Aïe, que de belles critiques. Fait-on un bon film avec seulement de bons sentiments ? Ma réponse est dans la question. Je passe sur le massacre infligé au concerto, coupé en tranches façon carpaccio, alors que l'interprétation pouvait séduire. Retournons vite à Oistrakh, Ferras ou, dans un autre style, Kremer. Les bons sentiments d'abord : les ficelles ressemblent à des câbles sous-marins, tant on comprend très vite qui est Anne-Marie. Le reste est une succession de clichés façon diaporama. Tout y passe : la mafia russe, l'insouciance slave, la préférence donnée au football (hormis les Asiatiques, d'où sortent donc nombre de grands interprètes aujourd'hui encore ?), la politique musicale parisienne, le critique caricatural (heureusement, c'est Gallienne, 10 secondes de grande classe), l'antisémitisme, l'alcoolisme...Quant au scénario, les invraisemblances ne se comptent plus : une violoniste qui n'a jamais joué ce concerto et le magnifie par coeur dès le lendemain, un orchestre (?) qui massacre l'introduction dans le plus pur style Hoffnung, et devient parfait dès l'attaque de la soliste, un programme composé de cette seule oeuvre (heureusement pour Prokofiev !) un chef qui fut, nous dit-on, une légende et dont la gestuelle ferait hurler de rire un étudiant en première année de conservatoire municipal (pauvre Guskov)...j'arrête là.

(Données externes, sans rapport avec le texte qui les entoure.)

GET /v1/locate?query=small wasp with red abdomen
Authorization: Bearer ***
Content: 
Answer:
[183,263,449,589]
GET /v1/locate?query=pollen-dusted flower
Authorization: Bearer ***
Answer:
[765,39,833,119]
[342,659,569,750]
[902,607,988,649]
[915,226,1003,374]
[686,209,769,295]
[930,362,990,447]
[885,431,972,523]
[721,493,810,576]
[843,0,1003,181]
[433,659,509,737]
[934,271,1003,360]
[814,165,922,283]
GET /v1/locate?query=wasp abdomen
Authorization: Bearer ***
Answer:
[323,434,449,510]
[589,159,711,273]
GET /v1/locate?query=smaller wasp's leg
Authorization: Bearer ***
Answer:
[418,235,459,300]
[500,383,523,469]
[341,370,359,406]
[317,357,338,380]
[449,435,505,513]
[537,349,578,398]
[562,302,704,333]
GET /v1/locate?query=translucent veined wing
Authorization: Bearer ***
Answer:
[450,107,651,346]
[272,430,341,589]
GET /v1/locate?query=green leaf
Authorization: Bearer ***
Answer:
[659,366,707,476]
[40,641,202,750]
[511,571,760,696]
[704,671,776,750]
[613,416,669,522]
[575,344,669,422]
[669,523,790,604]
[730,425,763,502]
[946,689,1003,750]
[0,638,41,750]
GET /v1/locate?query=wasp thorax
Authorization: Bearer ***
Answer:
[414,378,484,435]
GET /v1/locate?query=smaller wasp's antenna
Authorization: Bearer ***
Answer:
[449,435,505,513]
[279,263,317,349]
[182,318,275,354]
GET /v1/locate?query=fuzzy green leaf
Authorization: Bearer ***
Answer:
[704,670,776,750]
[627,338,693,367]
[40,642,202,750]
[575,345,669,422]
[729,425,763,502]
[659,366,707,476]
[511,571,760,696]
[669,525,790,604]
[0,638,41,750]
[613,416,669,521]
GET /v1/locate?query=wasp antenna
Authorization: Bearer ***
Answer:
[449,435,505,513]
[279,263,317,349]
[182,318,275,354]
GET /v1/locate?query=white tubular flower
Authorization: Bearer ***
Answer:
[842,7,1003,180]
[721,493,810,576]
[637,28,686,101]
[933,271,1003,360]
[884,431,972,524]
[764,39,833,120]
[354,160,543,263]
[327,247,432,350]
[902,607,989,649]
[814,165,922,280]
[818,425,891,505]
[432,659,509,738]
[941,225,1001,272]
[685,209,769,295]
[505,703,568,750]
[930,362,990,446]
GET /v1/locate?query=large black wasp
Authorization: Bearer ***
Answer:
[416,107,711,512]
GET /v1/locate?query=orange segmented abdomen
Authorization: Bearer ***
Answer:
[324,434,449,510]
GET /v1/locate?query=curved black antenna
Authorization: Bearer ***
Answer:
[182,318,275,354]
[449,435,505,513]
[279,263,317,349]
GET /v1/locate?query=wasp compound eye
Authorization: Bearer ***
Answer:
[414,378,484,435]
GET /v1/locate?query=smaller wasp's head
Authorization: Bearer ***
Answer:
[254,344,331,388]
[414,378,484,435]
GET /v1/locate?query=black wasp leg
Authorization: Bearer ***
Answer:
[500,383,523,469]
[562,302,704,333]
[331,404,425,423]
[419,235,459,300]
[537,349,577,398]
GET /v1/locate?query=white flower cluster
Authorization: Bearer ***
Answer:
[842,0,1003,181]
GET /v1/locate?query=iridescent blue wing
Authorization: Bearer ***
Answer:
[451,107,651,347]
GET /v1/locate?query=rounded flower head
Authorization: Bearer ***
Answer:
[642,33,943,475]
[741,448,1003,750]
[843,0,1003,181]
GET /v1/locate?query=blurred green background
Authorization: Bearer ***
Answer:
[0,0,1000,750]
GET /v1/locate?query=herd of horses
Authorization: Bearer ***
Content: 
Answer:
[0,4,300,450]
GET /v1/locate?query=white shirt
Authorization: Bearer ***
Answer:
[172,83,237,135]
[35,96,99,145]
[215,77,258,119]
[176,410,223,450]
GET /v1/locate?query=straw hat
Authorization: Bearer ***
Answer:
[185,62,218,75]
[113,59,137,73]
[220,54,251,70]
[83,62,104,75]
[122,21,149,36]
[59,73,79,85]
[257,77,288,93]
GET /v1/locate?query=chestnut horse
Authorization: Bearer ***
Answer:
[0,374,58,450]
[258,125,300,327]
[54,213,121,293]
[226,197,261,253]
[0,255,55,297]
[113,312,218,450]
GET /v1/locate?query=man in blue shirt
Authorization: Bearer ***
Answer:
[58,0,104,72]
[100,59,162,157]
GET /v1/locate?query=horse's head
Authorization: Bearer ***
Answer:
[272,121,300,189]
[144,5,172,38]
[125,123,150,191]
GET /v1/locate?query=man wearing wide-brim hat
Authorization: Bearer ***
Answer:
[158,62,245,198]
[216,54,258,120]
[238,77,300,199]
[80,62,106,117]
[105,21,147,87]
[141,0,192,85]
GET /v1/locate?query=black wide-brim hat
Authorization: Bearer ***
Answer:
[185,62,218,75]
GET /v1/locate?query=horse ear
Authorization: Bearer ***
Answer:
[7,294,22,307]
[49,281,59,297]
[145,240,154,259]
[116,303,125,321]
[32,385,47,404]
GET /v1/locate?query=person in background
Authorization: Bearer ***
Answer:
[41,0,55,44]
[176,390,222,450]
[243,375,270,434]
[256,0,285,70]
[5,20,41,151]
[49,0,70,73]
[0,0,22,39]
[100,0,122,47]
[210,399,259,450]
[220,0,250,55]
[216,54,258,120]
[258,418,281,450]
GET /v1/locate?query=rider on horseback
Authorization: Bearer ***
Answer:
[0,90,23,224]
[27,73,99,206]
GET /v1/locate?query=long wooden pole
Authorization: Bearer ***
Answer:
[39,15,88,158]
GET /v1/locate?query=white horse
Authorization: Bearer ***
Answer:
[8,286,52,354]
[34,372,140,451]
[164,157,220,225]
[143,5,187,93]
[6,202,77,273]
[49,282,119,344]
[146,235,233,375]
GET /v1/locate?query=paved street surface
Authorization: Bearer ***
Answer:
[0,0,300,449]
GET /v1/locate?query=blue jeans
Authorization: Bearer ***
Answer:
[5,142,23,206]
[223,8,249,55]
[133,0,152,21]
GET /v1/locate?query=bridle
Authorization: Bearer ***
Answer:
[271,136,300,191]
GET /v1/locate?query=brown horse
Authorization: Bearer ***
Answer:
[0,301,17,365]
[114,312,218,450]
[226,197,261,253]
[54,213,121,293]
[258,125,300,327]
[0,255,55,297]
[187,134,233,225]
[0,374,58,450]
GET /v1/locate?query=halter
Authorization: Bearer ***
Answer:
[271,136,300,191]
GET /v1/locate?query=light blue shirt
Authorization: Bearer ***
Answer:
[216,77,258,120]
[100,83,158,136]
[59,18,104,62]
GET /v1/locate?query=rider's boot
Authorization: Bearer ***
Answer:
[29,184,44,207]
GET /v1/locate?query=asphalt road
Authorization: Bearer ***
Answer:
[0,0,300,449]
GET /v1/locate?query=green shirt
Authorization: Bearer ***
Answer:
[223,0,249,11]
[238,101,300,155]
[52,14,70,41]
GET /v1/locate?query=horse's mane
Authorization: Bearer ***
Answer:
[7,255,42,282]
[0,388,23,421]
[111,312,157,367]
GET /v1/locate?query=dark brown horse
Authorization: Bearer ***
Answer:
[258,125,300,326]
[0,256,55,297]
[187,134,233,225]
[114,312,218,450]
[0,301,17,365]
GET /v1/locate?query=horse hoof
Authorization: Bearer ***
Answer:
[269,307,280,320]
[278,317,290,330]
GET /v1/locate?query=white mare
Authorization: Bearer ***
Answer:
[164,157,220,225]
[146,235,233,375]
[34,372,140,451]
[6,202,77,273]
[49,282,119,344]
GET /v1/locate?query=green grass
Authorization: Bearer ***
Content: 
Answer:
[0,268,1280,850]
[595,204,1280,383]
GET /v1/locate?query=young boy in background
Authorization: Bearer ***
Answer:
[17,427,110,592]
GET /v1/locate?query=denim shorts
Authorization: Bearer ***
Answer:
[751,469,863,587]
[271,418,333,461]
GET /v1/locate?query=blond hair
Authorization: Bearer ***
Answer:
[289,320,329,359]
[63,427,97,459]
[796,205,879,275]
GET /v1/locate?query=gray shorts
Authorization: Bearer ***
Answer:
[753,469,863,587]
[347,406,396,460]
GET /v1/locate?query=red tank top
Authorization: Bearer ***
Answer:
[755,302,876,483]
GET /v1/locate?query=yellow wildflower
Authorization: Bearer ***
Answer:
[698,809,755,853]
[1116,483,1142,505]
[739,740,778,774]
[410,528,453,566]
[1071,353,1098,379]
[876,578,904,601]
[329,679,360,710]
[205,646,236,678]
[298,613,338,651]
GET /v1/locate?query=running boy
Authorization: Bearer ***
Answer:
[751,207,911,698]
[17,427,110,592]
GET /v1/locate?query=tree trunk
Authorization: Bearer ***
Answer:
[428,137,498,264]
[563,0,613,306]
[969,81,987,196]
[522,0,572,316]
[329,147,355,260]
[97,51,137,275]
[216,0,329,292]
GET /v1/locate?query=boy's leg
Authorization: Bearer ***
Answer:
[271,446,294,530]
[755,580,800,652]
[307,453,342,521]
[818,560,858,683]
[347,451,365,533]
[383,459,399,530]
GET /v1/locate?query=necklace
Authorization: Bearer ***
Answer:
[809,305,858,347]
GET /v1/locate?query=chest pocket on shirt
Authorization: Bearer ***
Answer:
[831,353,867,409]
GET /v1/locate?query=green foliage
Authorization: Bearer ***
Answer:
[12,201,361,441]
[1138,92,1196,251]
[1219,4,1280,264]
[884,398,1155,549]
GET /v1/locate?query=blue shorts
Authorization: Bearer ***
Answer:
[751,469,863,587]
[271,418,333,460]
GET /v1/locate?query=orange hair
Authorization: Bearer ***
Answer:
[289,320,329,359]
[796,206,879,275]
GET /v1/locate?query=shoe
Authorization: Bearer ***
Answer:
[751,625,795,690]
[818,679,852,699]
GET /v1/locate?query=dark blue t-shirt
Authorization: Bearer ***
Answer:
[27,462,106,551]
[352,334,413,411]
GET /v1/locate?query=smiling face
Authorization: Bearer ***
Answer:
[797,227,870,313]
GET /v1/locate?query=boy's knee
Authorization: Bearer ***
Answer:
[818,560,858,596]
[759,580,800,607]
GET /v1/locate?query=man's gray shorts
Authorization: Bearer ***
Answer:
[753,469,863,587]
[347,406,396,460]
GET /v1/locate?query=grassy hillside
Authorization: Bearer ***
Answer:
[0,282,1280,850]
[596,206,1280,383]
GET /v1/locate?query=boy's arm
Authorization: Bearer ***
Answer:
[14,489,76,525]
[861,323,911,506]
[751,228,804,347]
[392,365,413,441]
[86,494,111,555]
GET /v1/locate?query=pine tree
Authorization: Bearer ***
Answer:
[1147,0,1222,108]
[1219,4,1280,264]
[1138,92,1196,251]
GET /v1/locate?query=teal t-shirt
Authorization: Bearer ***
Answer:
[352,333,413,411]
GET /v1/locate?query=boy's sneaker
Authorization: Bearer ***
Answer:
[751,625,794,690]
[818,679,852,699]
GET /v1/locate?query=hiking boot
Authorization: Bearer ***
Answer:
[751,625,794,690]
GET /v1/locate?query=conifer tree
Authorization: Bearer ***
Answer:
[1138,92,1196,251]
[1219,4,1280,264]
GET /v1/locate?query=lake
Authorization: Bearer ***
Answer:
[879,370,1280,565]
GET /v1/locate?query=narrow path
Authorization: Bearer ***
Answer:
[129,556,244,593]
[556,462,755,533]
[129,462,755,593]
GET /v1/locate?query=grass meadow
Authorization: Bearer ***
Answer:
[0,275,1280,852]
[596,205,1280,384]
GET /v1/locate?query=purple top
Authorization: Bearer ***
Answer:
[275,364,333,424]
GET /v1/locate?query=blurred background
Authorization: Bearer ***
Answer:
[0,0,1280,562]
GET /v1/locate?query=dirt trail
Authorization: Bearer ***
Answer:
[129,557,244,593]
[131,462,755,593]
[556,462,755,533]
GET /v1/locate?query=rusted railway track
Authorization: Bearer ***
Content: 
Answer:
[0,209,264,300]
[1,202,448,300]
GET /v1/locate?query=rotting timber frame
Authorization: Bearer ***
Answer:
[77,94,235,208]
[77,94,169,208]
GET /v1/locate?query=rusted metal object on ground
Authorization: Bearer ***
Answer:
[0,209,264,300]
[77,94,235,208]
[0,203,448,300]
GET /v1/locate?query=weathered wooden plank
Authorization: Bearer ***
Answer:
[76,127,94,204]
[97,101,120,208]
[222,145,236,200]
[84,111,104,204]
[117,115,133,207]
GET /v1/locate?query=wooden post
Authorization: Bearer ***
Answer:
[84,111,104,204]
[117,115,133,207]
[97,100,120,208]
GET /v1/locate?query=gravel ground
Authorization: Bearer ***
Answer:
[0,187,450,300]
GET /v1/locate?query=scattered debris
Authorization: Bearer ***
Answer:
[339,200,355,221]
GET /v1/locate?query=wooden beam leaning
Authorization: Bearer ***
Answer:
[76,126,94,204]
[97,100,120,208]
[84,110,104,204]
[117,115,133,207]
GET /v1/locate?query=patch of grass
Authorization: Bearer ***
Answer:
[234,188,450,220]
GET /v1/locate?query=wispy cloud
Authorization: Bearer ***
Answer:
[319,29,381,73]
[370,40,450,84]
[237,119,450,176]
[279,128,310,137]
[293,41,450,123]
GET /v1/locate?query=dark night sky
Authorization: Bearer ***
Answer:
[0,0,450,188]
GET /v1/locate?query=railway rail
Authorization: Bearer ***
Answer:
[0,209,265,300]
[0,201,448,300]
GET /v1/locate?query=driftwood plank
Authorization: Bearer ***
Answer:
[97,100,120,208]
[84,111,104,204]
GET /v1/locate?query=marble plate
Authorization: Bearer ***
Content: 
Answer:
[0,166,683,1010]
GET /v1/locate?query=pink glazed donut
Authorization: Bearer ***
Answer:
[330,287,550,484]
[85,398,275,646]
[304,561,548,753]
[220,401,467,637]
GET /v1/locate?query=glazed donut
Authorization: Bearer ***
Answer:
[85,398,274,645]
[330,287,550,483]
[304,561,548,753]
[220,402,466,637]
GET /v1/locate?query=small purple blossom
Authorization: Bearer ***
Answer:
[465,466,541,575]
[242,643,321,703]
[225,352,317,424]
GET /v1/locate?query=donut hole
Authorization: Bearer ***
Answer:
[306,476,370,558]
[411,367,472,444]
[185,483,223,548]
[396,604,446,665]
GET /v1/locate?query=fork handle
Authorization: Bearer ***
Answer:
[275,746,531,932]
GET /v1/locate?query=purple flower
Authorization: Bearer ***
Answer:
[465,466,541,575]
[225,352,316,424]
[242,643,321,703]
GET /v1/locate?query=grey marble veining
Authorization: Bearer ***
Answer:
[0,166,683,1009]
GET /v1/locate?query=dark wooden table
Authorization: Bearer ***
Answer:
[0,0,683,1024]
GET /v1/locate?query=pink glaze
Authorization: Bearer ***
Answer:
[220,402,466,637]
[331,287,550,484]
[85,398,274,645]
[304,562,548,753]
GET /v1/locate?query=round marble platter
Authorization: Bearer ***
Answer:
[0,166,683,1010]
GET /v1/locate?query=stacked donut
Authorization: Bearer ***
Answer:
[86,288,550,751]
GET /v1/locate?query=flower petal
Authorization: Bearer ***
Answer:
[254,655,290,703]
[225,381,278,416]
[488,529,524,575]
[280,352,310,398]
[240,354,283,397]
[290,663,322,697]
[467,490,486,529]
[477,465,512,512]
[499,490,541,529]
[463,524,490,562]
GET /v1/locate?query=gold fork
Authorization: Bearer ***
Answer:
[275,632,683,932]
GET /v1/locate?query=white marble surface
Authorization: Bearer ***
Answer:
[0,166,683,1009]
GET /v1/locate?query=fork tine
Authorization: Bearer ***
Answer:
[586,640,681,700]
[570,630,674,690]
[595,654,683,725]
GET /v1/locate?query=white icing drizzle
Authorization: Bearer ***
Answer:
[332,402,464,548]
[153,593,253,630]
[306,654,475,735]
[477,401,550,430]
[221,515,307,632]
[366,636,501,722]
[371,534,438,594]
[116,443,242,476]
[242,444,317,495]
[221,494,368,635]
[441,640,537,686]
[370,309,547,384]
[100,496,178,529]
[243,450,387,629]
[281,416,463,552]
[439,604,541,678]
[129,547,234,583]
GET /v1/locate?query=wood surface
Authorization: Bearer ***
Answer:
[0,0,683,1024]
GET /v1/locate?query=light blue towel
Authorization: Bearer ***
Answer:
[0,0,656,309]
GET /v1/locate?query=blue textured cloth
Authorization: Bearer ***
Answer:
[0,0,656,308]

Tout cela pourrait passer si l'on était dans la fable, dans l'onirisme. Mais Mihaileanu filme "réel", nous propose un scénario au premier degré, et une mise en scène tout aussi primaire. En laissant tout de même beaucoup ses acteurs livrés à eux-mêmes, en particulier l'équipe française : Miou-Miou ? une ombre. Berléand ? une ligne de plus dans sa filmographie (et j'espère que le directeur du Châtelet a de l'humour...). Mélanie Laurent ? peu, ou faussement, concernée. Roger Dumas ? ça fait plaisir de le revoir. Ramzi ? la fausse bonne idée issue de l'école (?) canal qui pollue chaque film français depuis trop longtemps (Garcia excepté). Quant à Guskov, deux expressions : avec ou sans verre à la main. L'exception Nazarov, très bon, sauve une distribution où seuls les petits rôles tiennent la route.
Une étoile pour l'évidente sincérité du réalisateur, et pour le gros travail accompli par Mélanie Laurent pour être presque crédible en violoniste virtuose. Mais la musique, pour toucher le grand public, doit être abordée autrement qu'en en donnant des idées fausses.